In [None]:
! pip install transformers
! pip install datasets
! pip install --upgrade accelerate

In [None]:
! pip install accelerate==0.20.1

In [None]:
! pip install 'git+https://github.com/facebookresearch/detectron2.git'
! pip install torchvision

In [None]:
! sudo apt install tesseract-ocr
! pip install -q pytesseract

In [None]:
## loading the model
model = "microsoft/layoutlmv2-base-uncased"
batch_size = 16

In [None]:
## loading dataset
from datasets import load_dataset

dataset = load_dataset("nielsr/docvqa_1200_examples")
dataset

In [None]:
dataset["train"].features

In [None]:
updated_dataset = dataset.map(lambda example: {"question": example["query"]["en"]}, remove_columns=["query"])
updated_dataset = updated_dataset.map(
    lambda example: {"answer": example["answers"][0]}, remove_columns=["answer", "answers"]
)

In [None]:
updated_dataset = updated_dataset.filter(lambda x: len(x["words"]) + len(x["question"].split()) < 512)

In [None]:
## removing pre-existing boxes and words

updated_dataset = updated_dataset.remove_columns("words")
updated_dataset = updated_dataset.remove_columns("bounding_boxes")


In [None]:
updated_dataset["train"][11]["image"]

In [None]:
# loading auto dataa processor
from transformers import AutoProcessor

processor = AutoProcessor.from_pretrained(model)

In [None]:
## processing the data using auto processor
image_processor = processor.image_processor


def get_ocr_words_and_boxes(examples):
    images = [image.convert("RGB") for image in examples["image"]]
    encoded_inputs = image_processor(images)

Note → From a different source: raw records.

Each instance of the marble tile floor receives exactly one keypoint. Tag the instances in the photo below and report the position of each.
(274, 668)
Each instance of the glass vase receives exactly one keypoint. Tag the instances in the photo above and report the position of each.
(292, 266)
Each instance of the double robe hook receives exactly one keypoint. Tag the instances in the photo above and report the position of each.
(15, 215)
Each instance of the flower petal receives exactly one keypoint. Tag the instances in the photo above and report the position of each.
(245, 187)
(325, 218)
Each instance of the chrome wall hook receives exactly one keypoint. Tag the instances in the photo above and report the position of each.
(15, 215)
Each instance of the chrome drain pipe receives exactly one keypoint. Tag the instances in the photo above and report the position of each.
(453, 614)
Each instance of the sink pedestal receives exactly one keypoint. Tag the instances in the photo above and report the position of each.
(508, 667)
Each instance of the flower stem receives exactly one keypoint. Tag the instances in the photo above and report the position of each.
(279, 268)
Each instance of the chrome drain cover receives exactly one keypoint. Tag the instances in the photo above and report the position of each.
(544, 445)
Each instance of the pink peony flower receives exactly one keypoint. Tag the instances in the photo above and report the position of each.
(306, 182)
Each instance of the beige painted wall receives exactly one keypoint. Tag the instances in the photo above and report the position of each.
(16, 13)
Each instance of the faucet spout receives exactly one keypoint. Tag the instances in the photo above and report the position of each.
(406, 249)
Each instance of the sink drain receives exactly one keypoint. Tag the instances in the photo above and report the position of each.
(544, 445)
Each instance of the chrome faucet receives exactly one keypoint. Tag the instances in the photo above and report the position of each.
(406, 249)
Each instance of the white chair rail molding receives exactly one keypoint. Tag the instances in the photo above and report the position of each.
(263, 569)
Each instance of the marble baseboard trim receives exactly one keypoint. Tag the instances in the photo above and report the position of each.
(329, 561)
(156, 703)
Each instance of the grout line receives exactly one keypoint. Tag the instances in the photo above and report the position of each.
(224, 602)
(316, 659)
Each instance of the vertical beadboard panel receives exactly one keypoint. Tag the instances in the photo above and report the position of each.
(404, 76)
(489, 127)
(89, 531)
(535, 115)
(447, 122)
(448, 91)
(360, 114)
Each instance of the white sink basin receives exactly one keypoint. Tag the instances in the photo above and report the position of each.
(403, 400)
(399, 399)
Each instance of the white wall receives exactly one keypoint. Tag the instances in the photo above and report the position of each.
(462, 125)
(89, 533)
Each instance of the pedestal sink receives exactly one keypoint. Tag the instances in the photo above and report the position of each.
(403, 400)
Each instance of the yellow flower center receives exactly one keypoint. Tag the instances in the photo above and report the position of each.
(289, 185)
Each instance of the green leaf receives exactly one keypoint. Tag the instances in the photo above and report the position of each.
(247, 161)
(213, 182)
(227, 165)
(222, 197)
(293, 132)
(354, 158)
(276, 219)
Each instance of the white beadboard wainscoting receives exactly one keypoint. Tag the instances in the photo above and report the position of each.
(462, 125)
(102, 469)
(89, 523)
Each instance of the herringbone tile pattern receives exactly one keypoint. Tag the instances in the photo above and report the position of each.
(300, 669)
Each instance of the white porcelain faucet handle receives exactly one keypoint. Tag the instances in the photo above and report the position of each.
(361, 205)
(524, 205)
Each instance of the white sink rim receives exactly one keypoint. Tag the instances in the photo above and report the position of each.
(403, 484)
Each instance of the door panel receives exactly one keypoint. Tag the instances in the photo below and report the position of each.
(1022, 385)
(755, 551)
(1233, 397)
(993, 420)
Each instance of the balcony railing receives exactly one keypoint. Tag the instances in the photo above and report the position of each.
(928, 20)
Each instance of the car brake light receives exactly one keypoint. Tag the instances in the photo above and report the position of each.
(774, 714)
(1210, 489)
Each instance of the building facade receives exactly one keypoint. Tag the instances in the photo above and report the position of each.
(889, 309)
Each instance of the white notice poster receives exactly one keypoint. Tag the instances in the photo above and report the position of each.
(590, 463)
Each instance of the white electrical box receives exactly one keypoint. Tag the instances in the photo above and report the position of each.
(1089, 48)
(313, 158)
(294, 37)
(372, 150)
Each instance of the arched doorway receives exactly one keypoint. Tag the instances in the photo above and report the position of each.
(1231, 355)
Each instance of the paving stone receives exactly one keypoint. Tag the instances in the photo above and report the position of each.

    examples["image"] = encoded_inputs.pixel_values
    examples["words"] = encoded_inputs.words
    examples["boxes"] = encoded_inputs.boxes

    return examples

In [None]:
## dataset with ocr
dataset_with_ocr = updated_dataset.map(get_ocr_words_and_boxes, batched=True, batch_size=16)

In [None]:
## loading in tokenizer
tokenizer = processor.tokenizer

In [None]:
# creating indices for the answers
def subfinder(words_list, answer_list):
    matches = []
    start_indices = []
    end_indices = []
    for idx, i in enumerate(range(len(words_list))):
        if words_list[i] == answer_list[0] and words_list[i : i + len(answer_list)] == answer_list:
            matches.append(answer_list)
            start_indices.append(idx)
            end_indices.append(idx + len(answer_list) - 1)
    if matches:
        return matches[0], start_indices[0], end_indices[0]
    else:
        return None, 0, 0

In [None]:
example = dataset_with_ocr["train"][1]
words = [word.lower() for word in example["words"]]
match, word_idx_start, word_idx_end = subfinder(words, example["answer"].lower().split())
print("Question: ", example["question"])
print("Words:", words)
print("Answer: ", example["answer"])
print("start_index", word_idx_start)
print("end_index", word_idx_end)

In [None]:
encoding = tokenizer(example["question"], example["words"], example["boxes"])
tokenizer.decode(encoding["input_ids"])

In [None]:
## creating the encoded dataset with the indices of the answers
def encode_dataset(examples, max_length=512):
    questions = examples["question"]
    words = examples["words"]
    boxes = examples["boxes"]
    answers = examples["answer"]

    # encode the batch of examples and initialize the start_positions and end_positions
    encoding = tokenizer(questions, words, boxes, max_length=max_length, padding="max_length", truncation=True)
    start_positions = []
    end_positions = []

    # loop through the examples in the batch
    for i in range(len(questions)):
        cls_index = encoding["input_ids"][i].index(tokenizer.cls_token_id)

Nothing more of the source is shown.